Era novembro de 2014. Primeiro fim de semana. Plena campanha da Dilma. Fim de tarde na RPPN dele, a Linda Serra dos Topázios. Jaime e eu começamos a conversar sobre a falta que fazia termos acesso a um veículo independente e democrático de informação.

Resolvemos fundar o nosso. Um espaço não comercial, de resistência. Mais um trabalho de militância, voluntário, por suposto. Jaime propôs um jornal; eu, uma revista. O nome eu escolhi (ele queria Bacurau). Dividimos as tarefas. A capa ficou com ele, a linha editorial também.

Correr atrás da grana ficou por minha conta.
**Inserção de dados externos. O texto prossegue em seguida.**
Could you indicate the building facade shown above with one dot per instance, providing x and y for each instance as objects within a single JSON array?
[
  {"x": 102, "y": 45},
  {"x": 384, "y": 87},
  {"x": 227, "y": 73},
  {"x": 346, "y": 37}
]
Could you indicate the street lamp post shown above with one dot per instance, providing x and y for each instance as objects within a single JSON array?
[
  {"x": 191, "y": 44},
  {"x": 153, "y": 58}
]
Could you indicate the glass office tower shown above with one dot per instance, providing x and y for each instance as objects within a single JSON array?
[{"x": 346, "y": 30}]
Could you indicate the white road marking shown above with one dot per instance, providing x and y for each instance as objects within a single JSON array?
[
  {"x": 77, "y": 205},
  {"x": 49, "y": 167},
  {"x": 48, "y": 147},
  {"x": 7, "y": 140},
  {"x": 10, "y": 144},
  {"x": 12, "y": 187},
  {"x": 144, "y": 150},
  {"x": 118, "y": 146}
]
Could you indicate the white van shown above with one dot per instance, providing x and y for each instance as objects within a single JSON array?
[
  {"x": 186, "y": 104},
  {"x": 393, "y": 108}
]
A paleta de cores, depois de larga prosa, Jaime fechou questão – “nossas cores vão ser o vermelho e o amarelo, porque revista tem que ter cor de luta, cor vibrante” (eu queria verde-floresta). Na paz, acabei enfiando um branco.
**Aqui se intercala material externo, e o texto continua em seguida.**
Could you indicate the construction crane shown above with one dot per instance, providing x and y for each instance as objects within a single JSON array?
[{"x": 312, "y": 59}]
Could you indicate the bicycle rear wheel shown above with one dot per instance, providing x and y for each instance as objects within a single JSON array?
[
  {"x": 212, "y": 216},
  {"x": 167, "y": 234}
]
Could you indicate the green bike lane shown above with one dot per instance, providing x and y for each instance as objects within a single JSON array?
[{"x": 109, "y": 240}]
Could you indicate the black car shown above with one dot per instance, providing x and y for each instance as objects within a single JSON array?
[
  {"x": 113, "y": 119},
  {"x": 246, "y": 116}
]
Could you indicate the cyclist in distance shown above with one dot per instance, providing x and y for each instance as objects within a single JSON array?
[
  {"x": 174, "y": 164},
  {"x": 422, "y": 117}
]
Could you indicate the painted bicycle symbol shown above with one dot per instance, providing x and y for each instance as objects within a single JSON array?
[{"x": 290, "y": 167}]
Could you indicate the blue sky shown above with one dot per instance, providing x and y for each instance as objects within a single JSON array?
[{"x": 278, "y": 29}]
Fizemos a primeira edição da Xapuri lá mesmo, na Reserva, em uma noite. Optamos por centrar na pauta socioambiental. Nossa primeira capa foi sobre os povos indígenas isolados do Acre: ‘Isolados, Bravos, Livres: Um Brasil Indígena por Conhecer”. Depois de tudo pronto, Jaime inventou de fazer uma outra boneca, “porque toda revista tem que ter número zero”.

Dessa vez finquei pé, ficamos com a capa indígena. Voltei pra Brasília com a boneca praticamente pronta e com a missão de dar um jeito de imprimir. Nos dias seguintes, o Jaime veio pra Formosa, pra convencer minha irmã Lúcia a revisar a revista, “de grátis”. Com a primeira revista impressa, a próxima tarefa foi montar o Conselho Editorial.

Jaime fez questão de visitar, explicar o projeto e convidar pessoalmente cada conselheiro e cada conselheira (até a doença agravar, nos seus últimos meses de vida, nunca abriu mão dessa tarefa). Daqui rumamos pra Goiânia, para convidar o arqueólogo Altair Sales Barbosa, nosso primeiro conselheiro. “O mais sabido de nóis,” segundo o Jaime.

Trilhamos uma linda jornada. Em 80 meses, Jaime fez questão de decidir, mensalmente, o tema da capa e, quase sempre, escrever ele mesmo. Às vezes, ligava pra falar da ótima ideia que teve, às vezes sumia e, no dia certo, lá vinha o texto pronto, impecável.

Na sexta-feira, 9 de julho, quando preparávamos a Xapuri 81, pela primeira vez em sete anos, ele me pediu para cuidar de tudo. Foi uma conversa triste, ele estava agoniado com os rumos da doença e com a tragédia que o Brasil enfrentava. Não falamos em morte, mas eu sabia que era o fim.

Hoje, cá estamos nós, sem as capas do Jaime, sem as pautas do Jaime, sem o linguajar do Jaime, sem o jaimês da Xapuri, mas na labuta, firmes na resistência. Mês sim, mês sim de novo, como você sonhava, Jaiminho, carcamos porva e, enfim, chegamos à nossa edição número 100. E, depois da Xapuri 100, como era desejo seu, a gente segue esperneando.

Fica tranquilo, camarada, que por aqui tá tudo direitim.